Yesterday I spent most of the day completely incapacitated and unable to make a good decision.  It seemed as though my life was completely falling apart.  Mark and I have no jobs, no money (at the moment), and people in my family are dying.  How could this possibly end well?  But when I woke up this morning, I realized something important.  We came out of 2000 completely on top.  We made it.  In fact, we came out stronger, better, and happier. We both got great jobs, we got back together, we fell in love harder than ever before, and we eventually got married.

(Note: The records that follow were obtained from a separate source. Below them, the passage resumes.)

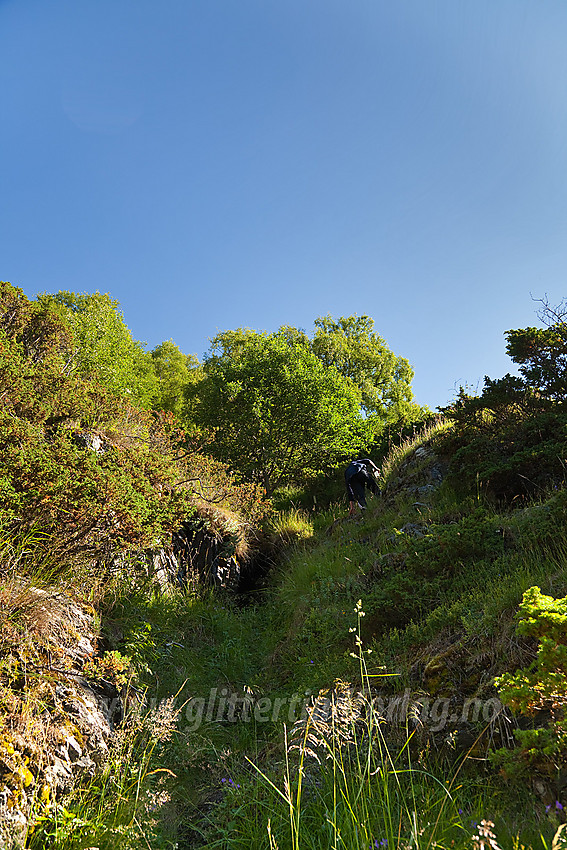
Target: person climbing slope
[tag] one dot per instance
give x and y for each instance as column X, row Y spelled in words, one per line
column 359, row 475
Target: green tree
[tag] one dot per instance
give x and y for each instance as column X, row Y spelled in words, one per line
column 276, row 410
column 542, row 353
column 104, row 348
column 350, row 345
column 176, row 373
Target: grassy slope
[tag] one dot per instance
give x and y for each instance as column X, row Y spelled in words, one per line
column 439, row 581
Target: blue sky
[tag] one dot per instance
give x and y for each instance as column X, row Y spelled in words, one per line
column 223, row 163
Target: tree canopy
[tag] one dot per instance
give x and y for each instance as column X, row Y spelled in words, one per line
column 350, row 345
column 104, row 347
column 276, row 410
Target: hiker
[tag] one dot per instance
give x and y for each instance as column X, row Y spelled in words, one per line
column 358, row 475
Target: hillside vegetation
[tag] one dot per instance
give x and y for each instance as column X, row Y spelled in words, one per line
column 397, row 679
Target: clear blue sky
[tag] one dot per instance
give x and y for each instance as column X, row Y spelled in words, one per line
column 223, row 163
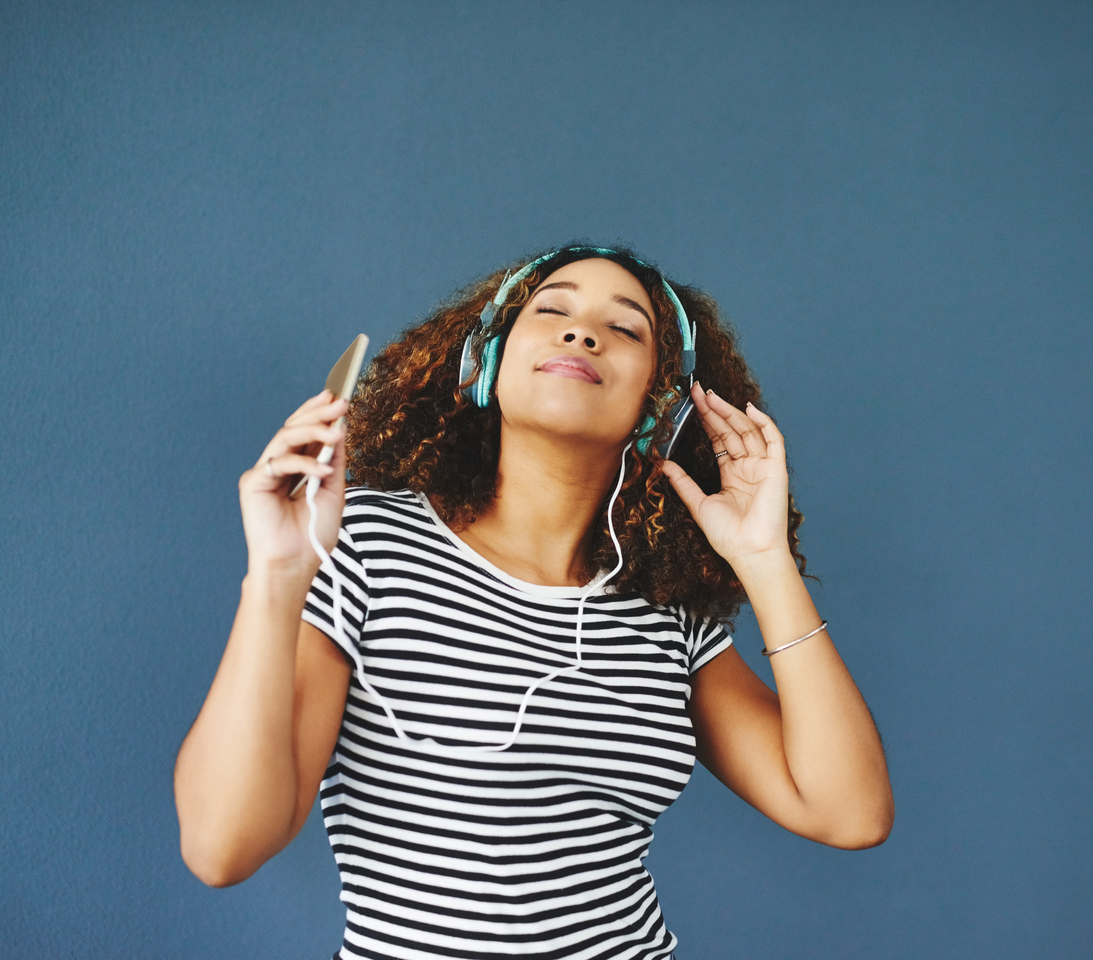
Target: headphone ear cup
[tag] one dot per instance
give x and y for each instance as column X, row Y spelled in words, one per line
column 467, row 367
column 680, row 414
column 479, row 389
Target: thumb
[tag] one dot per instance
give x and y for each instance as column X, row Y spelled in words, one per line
column 689, row 491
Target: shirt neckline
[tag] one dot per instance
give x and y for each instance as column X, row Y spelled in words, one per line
column 496, row 572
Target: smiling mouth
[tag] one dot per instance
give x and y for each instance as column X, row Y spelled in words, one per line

Things are tough right now, but not over.  And for some very strange reason, I take comfort in kind of knowing what will happen next based on history repeating itself – in reverse.  1999 was an awesome year.  I was so happy.  Had a great job.  Made lots of money.  Met the man of my dreams.  Was thin.  Lived a super glamorous life.  O and I was thin.  Did I mention that?  I can only imagine that 2010 has to be similar right?  Rather than focus on the unbelievable hand that we have been dealt this year, I am finding myself getting really excited about the future.  The awesome job I should be getting soon.  The happiness I will be experiencing with my husband.  Perhaps even a baby?

Anyway, there are always two ways to look at things:  the “holy fuck everything sucks” way and the “what can I learn from this” way.  I chose learning.  And because of this, I’m not letting the storm take me.

…and of course I get to be thin again right?